El objetivo es hacer un análisis de los modelos de belleza que han ido primando a lo largo de los últimos cien años en la gran pantalla. Sus características, su evolución y las técnicas utilizadas por las propias figuras paradigmáticas para alcanzar los rasgos deseados que las definían. Así, haciendo un estudio en perspectiva global, también se pretende especular con cuál será la tendencia del mercado de la estética en los próximos años, así como las preocupaciones fundamentales de la mujer moderna con respecto a su aspecto. Todo ello ligado siempre en paralelo al desarrollo cultural de la mujer; dado que no existe un cambio y una evolución en lo que se percibe a simple vista sin que exista también un motor ético y social que lo respalde.

También se observará el avance tecnológico en los tratamientos de belleza y las intervenciones estéticas. Cómo, para conseguir un mismo efecto facial, lo que se hacía en 1940 es hoy, en 2020, visto casi como un barbarismo, debido a la sofisticación y precisión de los medios en la actualidad.

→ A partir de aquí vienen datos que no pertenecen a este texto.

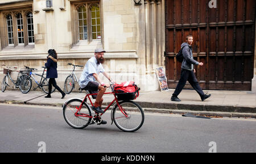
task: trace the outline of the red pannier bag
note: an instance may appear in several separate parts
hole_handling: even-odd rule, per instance
[[[134,81],[125,81],[114,86],[114,93],[120,101],[136,99],[140,89]]]

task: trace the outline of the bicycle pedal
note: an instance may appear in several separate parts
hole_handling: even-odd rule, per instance
[[[94,124],[95,123],[94,121],[91,121],[90,123],[89,124],[89,125]]]

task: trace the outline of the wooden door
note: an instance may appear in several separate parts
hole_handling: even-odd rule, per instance
[[[168,87],[175,88],[181,63],[175,54],[193,36],[196,76],[204,89],[251,90],[253,77],[254,0],[166,0],[166,64]],[[191,88],[188,83],[185,88]]]

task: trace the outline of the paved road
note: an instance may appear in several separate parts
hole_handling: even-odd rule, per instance
[[[129,133],[104,115],[107,124],[76,130],[59,107],[0,104],[0,152],[256,152],[255,119],[146,113]]]

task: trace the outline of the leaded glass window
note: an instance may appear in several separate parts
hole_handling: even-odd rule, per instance
[[[87,40],[87,15],[86,9],[82,5],[78,10],[79,40]]]
[[[6,24],[7,28],[8,44],[9,45],[13,45],[13,18],[10,14],[6,16]]]
[[[30,12],[27,14],[27,24],[28,44],[34,44],[35,40],[34,37],[33,14]]]
[[[24,32],[22,14],[18,13],[16,15],[16,19],[17,21],[18,43],[23,45],[24,44]]]
[[[101,18],[100,7],[97,5],[93,5],[92,6],[92,7],[90,8],[90,14],[92,39],[101,39]]]

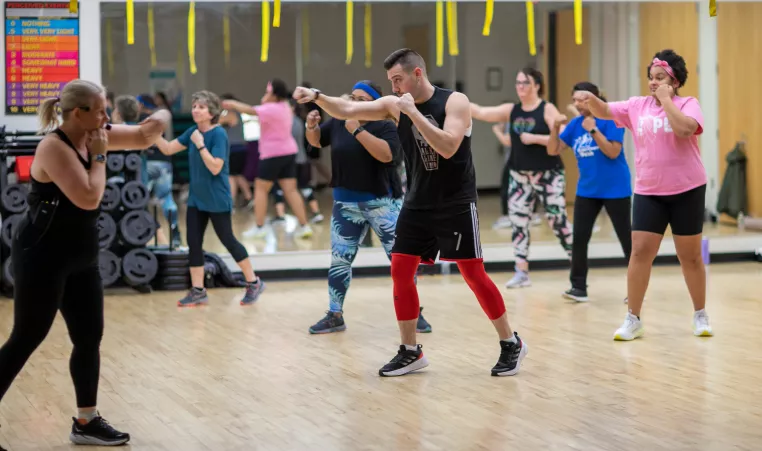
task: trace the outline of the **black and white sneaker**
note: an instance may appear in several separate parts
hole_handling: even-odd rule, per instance
[[[500,342],[500,358],[492,367],[493,376],[514,376],[521,368],[521,361],[527,355],[527,344],[519,338],[519,334],[513,333],[517,343],[506,341]]]
[[[421,345],[415,351],[409,351],[405,345],[400,345],[399,351],[394,358],[378,370],[379,376],[402,376],[411,371],[420,370],[429,366],[429,361],[423,355]]]
[[[101,416],[90,420],[87,424],[81,424],[76,418],[72,418],[69,440],[75,445],[119,446],[130,441],[130,434],[119,432]]]
[[[587,298],[587,290],[580,290],[579,288],[572,288],[570,290],[564,291],[564,294],[562,295],[566,299],[570,299],[575,302],[587,302],[589,299]]]

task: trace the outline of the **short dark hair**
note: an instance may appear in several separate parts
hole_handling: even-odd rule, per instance
[[[273,88],[273,94],[278,100],[288,99],[288,86],[286,86],[285,81],[280,78],[273,78],[270,80],[270,86]]]
[[[538,96],[542,97],[542,95],[545,94],[545,79],[542,76],[542,72],[535,69],[534,67],[525,67],[521,69],[519,73],[531,78],[534,83],[539,86],[537,89]]]
[[[392,52],[384,60],[384,70],[389,70],[399,64],[406,72],[412,72],[416,67],[426,71],[426,61],[413,49],[399,49]]]
[[[656,53],[654,58],[659,58],[669,64],[669,67],[672,68],[672,73],[675,74],[675,80],[680,83],[681,87],[685,86],[685,82],[688,81],[688,67],[685,65],[685,59],[682,56],[675,53],[672,49],[665,49]],[[648,68],[646,68],[646,78],[649,80],[651,79],[652,65],[653,63],[649,64]]]

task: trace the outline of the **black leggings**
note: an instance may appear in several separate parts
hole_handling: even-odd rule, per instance
[[[574,201],[574,228],[572,231],[572,264],[571,281],[572,288],[587,290],[587,245],[593,235],[595,219],[601,208],[606,207],[606,212],[611,218],[619,244],[627,261],[630,261],[632,253],[632,231],[630,216],[632,212],[629,197],[621,199],[592,199],[580,197]]]
[[[22,223],[23,224],[23,223]],[[98,270],[98,242],[89,245],[69,236],[48,236],[24,249],[29,226],[14,240],[13,330],[0,348],[0,399],[42,343],[58,311],[73,344],[69,371],[77,407],[95,407],[103,336],[103,285]],[[53,233],[50,235],[61,235]],[[97,232],[95,232],[97,237]],[[34,241],[35,237],[29,237]],[[90,249],[86,249],[90,248]]]
[[[230,252],[236,263],[249,258],[246,248],[233,235],[230,212],[210,213],[201,211],[196,207],[188,207],[185,227],[188,229],[187,241],[191,268],[204,266],[204,232],[206,232],[206,226],[210,219],[214,233],[217,234],[222,245]]]

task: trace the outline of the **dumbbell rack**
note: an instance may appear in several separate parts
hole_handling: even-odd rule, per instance
[[[25,184],[9,183],[8,158],[33,157],[40,139],[34,132],[9,132],[0,126],[0,215],[3,219],[0,227],[0,291],[8,297],[13,293],[10,243],[16,225],[26,213],[28,193]],[[154,238],[157,223],[147,209],[150,194],[141,179],[140,152],[112,152],[106,164],[109,181],[98,218],[103,285],[129,286],[149,292],[159,265],[146,244]]]

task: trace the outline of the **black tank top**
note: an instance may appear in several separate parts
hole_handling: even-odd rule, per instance
[[[510,168],[514,171],[547,171],[563,168],[561,157],[548,155],[547,147],[539,144],[524,144],[519,136],[522,133],[550,135],[550,127],[545,122],[545,105],[543,100],[532,111],[524,111],[521,104],[513,105],[510,118],[511,156]]]
[[[445,106],[452,94],[449,89],[434,87],[434,95],[416,104],[418,111],[432,124],[442,128]],[[476,202],[476,172],[471,155],[471,126],[450,159],[436,153],[418,132],[410,117],[400,113],[397,132],[405,154],[408,192],[405,206],[415,210],[433,210]]]

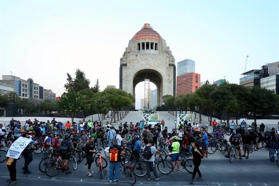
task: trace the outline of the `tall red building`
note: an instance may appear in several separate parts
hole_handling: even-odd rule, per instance
[[[176,95],[194,92],[201,86],[201,74],[187,73],[176,77]]]

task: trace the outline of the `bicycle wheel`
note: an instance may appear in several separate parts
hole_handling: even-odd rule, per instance
[[[216,147],[217,144],[216,143],[211,144],[209,143],[207,144],[207,152],[209,154],[213,154],[217,150]]]
[[[7,157],[6,156],[7,151],[4,150],[0,150],[0,163],[5,161],[7,159]]]
[[[62,167],[61,164],[59,161],[57,164],[57,162],[56,159],[50,160],[48,161],[45,170],[46,176],[50,177],[54,176],[60,171]]]
[[[135,164],[135,174],[138,177],[143,177],[146,174],[146,165],[144,161],[140,161]]]
[[[124,168],[124,174],[129,183],[131,185],[135,184],[137,181],[135,174],[132,169],[128,168]]]
[[[41,172],[44,173],[46,170],[46,166],[47,163],[47,161],[49,157],[45,157],[42,159],[39,163],[39,170]]]
[[[73,168],[74,169],[74,170],[76,169],[76,165],[77,164],[76,163],[76,157],[74,156],[72,156],[71,161],[72,162],[72,166],[73,167]]]
[[[235,151],[234,148],[233,148],[233,149],[230,151],[230,162],[231,163],[233,162],[233,158],[234,158]]]
[[[99,157],[95,158],[95,163],[96,165],[99,164]],[[102,165],[103,166],[103,168],[104,169],[108,166],[108,162],[105,159],[104,159],[103,157],[102,157]]]
[[[101,163],[99,162],[99,174],[100,174],[100,177],[101,179],[103,178],[103,168],[101,165]]]
[[[182,166],[189,173],[192,174],[194,172],[194,164],[193,162],[193,160],[187,159],[185,161],[185,164]]]
[[[157,168],[161,173],[168,174],[172,170],[172,164],[167,160],[163,160],[157,164]]]

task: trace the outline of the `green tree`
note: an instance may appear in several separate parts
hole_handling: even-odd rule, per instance
[[[68,83],[64,85],[64,87],[66,88],[66,89],[67,89],[70,87],[72,88],[74,87],[74,81],[73,80],[73,78],[69,73],[67,73],[67,77],[68,77],[67,78]]]
[[[74,80],[74,89],[77,92],[85,89],[89,88],[90,81],[86,78],[84,72],[79,69],[76,69],[76,77]]]
[[[71,87],[67,90],[67,92],[62,94],[58,101],[60,109],[63,113],[70,115],[72,122],[78,113],[83,112],[82,108],[89,107],[90,105],[87,101],[85,95],[76,92]]]
[[[99,80],[97,79],[96,84],[93,88],[91,87],[91,90],[94,92],[96,93],[100,91],[100,90],[99,90],[99,87],[100,87],[100,85],[99,85]]]

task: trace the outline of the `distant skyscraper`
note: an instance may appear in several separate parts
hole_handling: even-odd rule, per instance
[[[151,90],[151,104],[150,108],[157,106],[157,89]]]
[[[189,59],[177,63],[177,76],[183,75],[186,73],[195,72],[196,62]]]

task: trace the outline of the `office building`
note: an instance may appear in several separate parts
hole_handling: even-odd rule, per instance
[[[260,70],[251,70],[242,74],[243,77],[239,79],[239,84],[250,87],[260,85]]]
[[[177,63],[177,76],[183,75],[186,73],[195,72],[196,71],[196,62],[187,59]]]
[[[51,90],[44,89],[43,87],[34,83],[31,78],[26,81],[14,76],[3,75],[2,80],[0,80],[0,85],[10,87],[11,90],[13,89],[13,91],[22,99],[33,98],[42,100],[48,99],[55,101],[55,93]]]
[[[201,75],[187,73],[177,77],[176,95],[193,92],[201,86]]]
[[[219,79],[216,81],[214,81],[213,82],[213,85],[217,85],[217,86],[220,85],[222,83],[223,83],[226,82],[225,79]]]
[[[157,89],[151,90],[150,108],[153,109],[157,107]]]
[[[140,99],[140,109],[142,109],[144,107],[144,99]]]
[[[261,78],[260,79],[261,88],[274,90],[276,94],[279,94],[279,74]]]

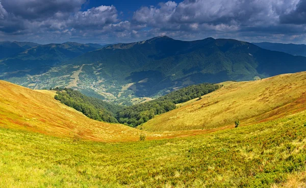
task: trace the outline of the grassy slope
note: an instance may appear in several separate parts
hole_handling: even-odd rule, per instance
[[[208,129],[283,117],[306,109],[306,72],[254,82],[226,82],[202,99],[159,116],[142,126],[151,131]],[[190,103],[190,102],[187,102]]]
[[[27,130],[62,137],[103,142],[186,137],[216,131],[148,132],[119,124],[90,119],[54,99],[54,91],[32,90],[0,80],[0,127]]]
[[[306,160],[306,112],[193,137],[104,143],[0,128],[0,187],[270,187]]]
[[[137,140],[141,132],[123,125],[88,118],[54,98],[55,93],[38,92],[0,81],[0,126],[58,136],[101,141]]]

Y finalmente, la intención es predecir cuál será la imagen de la belleza de la mujer del futuro y cómo “ser y estar guapa” ha cambiado y al mismo tiempo sigue tomando como ejemplo a personalidades del pasado, dado que la cultura es cíclica y recurrente, siendo una máxima a todos los efectos, aquello del “todo vuelve”.

Jessica Chastain marcándose un Rita Hayworth mezclado con un Kim Bassinger y un queriendo decir de Grace Kelly mientras simula un perturbadoramente elegante corte de digestión.